In my db I have 300 M records(BRIGHTHOUSE engine).
When I try to run query with group by
e.g. “select field from tabl_name group by field”
I’m waiting 2 min before I receive the result.
Please tell me how to speed up queries with group by.
Thank you.
Thanks to a great help from the community users, we were able to identify several drawbacks in 3.2 RC1, such as:
—count distinct (also with aggregations) —aggregations on the joined data tables —aggregations involving lookup columns —aggregations on time-related columns —....
Most of these things are already fixed and in the middle of testing. Performance of aggregations in the next 3.2 version will be more stable. However, there is no guarantee that the list of drawbacks is already complete. Therefore, I’m very interested in hearing more from Agunko and others.
OK, today I tried a very large group by query under 3.2rc1, and the db box got very unresponsive, with huge amounts of IO wait. At the point that we killed the query it had created over 200G of temp files in the /var/lib/mysql/etc/cache directory. Does this sound like it could running into the known issue of 3.2rc1 with group by performance?
The data sets involved are very large. One table is around 300 million rows, and the smaller is around 1.1 million rows. The tables are being joined on integer columns. I would estimate the result of the query should be approx 20,000 groups, with counts ranging from the many hundred million to the few thousand. Still over 200G of temp files in the cache directory seemed excessive.
Here is the actual query:
select section,pos,count(section) scount from spoof_2_section s2s join oas_log ol on s2s.spoof_id = ol.spoof_id group by section,pos order by scount;
oas_log is the 300+ million row table, spoof_2_section is the 1.1 million row table. The oas_log table contains the spoof (targeting string) and the pos (ad position) for each ad impression. Each spoof can belong to one or more sections, and we need to roll up the results to the section, pos level.
Is it possible to see bh.err log file for this query? The size of temporary files looks suspicious, indeed.
BTW, count(*) should be faster than count(column), and is nearly the same for this case.
Is it possible to see bh.err log file for this query? The size of temporary files looks suspicious, indeed.
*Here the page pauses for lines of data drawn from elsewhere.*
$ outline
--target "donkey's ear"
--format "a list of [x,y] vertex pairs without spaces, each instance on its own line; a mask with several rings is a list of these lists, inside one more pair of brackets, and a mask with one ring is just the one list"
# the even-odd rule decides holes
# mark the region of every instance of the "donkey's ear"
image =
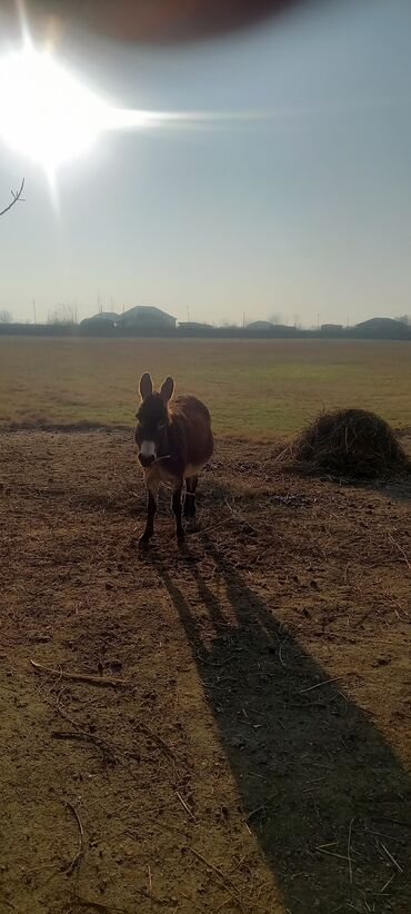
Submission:
[[149,375],[148,371],[144,371],[144,374],[141,375],[141,378],[140,378],[140,394],[141,394],[141,399],[142,400],[146,400],[146,398],[149,397],[150,394],[152,394],[152,380],[151,380],[151,375]]
[[166,378],[166,380],[161,385],[160,396],[162,401],[166,404],[171,400],[172,391],[174,389],[174,381],[172,378]]

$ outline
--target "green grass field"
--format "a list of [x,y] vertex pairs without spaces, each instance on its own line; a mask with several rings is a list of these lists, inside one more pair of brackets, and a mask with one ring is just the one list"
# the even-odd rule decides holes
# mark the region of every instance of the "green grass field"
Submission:
[[220,435],[284,435],[339,406],[411,425],[411,342],[29,337],[0,338],[0,424],[133,425],[144,370],[203,398]]

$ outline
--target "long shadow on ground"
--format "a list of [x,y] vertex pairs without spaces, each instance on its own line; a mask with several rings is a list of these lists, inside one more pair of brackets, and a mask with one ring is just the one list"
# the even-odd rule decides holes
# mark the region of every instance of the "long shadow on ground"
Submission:
[[214,628],[209,649],[196,610],[158,557],[154,564],[285,908],[410,912],[409,775],[364,712],[338,682],[323,685],[329,674],[203,542],[223,598],[194,564],[187,567]]

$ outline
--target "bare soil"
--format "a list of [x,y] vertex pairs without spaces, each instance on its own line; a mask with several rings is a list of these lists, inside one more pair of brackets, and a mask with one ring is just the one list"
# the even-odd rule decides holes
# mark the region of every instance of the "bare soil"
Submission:
[[131,433],[0,436],[1,914],[409,914],[410,484],[168,501],[142,553]]

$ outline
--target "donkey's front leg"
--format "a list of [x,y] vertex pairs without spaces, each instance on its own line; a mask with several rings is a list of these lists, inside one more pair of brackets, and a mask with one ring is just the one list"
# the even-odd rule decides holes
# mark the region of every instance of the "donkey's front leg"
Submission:
[[184,539],[184,530],[181,523],[181,514],[182,514],[182,505],[181,505],[181,493],[182,493],[183,479],[174,485],[172,490],[172,499],[171,499],[171,507],[173,510],[173,515],[176,517],[176,534],[178,540],[181,543]]
[[151,537],[154,533],[154,517],[156,517],[156,514],[157,514],[157,496],[158,496],[158,493],[159,493],[159,487],[158,486],[151,486],[150,485],[150,488],[148,487],[149,497],[148,497],[148,501],[147,501],[147,524],[146,524],[144,533],[143,533],[142,536],[140,536],[140,539],[139,539],[139,543],[141,543],[141,545],[150,543],[150,539],[151,539]]

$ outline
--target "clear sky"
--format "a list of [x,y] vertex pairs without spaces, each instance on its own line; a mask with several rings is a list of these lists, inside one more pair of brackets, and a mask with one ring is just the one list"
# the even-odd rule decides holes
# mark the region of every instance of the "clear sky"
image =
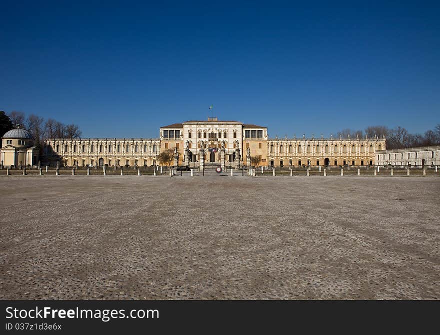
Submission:
[[440,1],[8,1],[0,110],[150,137],[219,119],[270,136],[440,123]]

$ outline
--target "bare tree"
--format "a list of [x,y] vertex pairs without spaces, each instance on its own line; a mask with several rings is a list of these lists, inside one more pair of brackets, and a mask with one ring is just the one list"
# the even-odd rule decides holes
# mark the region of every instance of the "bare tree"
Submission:
[[24,126],[24,113],[23,112],[13,110],[10,112],[8,115],[14,128],[16,128],[18,124]]
[[68,138],[79,138],[81,136],[81,131],[77,124],[68,124],[64,128],[64,134]]

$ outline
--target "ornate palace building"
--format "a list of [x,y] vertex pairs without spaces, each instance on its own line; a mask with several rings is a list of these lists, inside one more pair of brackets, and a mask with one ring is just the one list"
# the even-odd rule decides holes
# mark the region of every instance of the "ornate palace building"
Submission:
[[385,139],[269,138],[265,127],[213,117],[161,127],[157,138],[47,139],[42,163],[157,165],[158,155],[169,149],[175,163],[192,167],[250,165],[254,156],[261,165],[367,165],[385,149]]

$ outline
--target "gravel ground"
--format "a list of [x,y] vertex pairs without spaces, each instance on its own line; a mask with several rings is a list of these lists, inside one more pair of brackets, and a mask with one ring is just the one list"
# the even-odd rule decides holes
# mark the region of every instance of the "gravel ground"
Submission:
[[438,299],[440,178],[0,178],[1,299]]

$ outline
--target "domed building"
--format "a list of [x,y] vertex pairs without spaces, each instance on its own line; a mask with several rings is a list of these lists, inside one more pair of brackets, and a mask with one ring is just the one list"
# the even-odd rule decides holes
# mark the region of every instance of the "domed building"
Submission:
[[2,137],[0,159],[5,166],[27,166],[38,164],[40,149],[34,145],[35,139],[28,131],[17,125]]

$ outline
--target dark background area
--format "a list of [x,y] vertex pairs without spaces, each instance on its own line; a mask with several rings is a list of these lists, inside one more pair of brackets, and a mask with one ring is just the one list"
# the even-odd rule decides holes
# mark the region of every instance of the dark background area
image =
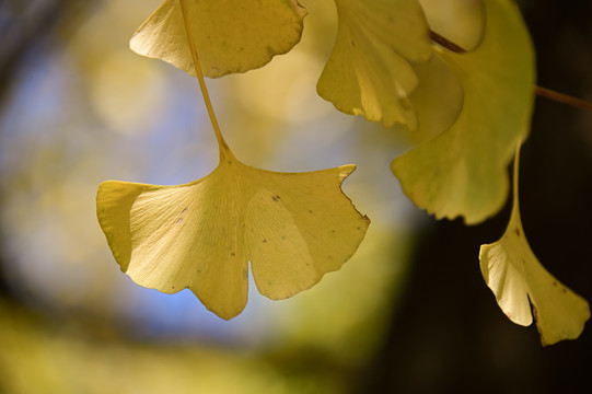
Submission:
[[[592,2],[521,5],[538,85],[592,100]],[[537,97],[520,172],[531,247],[592,300],[592,113]],[[483,286],[479,245],[500,237],[509,215],[510,202],[480,225],[439,221],[421,235],[387,340],[359,393],[592,393],[590,322],[579,339],[543,348],[535,326],[504,318]]]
BTW, count(*) should be faster than count(column), and is nearly the same for this case.
Regards,
Jakub, there was nothing in the bh.err file relevant to the query in question. And thanks for the tip on count(*), wasn’t sure how ICE would react to that. We have re-installed 3.1, and I will be running the same query against that once I have loaded the data. I will post my results here once I have them.
Jakub, there was nothing in the bh.err file relevant to the query in question.
Do you mean, no execution log for this query? Maybe you have not switched it on (“ControlMessages = 2” in brighthouse.ini file)? The log may be helpful, as e.g. all intermediate statistics are displayed there. We will see which part of query produces so large cache files.
OK, I have some more information to share. First, given the known group by issues of 3.2,, we rolled back to the previous version of ICE just in case 3.2 was causing the issues we have seen. Also, we set ‘ControlMessages = 2’ to generate query plan data. After re-loading the test data, I ran another series of test queries, with progressively larger data sets used. Yesterday we again saw the problem where the cache data directory was filled up with over 200Gig of temp files created during query execution. There appears to be a ‘tipping point’ in the data set size that triggers this massive creation of temp files.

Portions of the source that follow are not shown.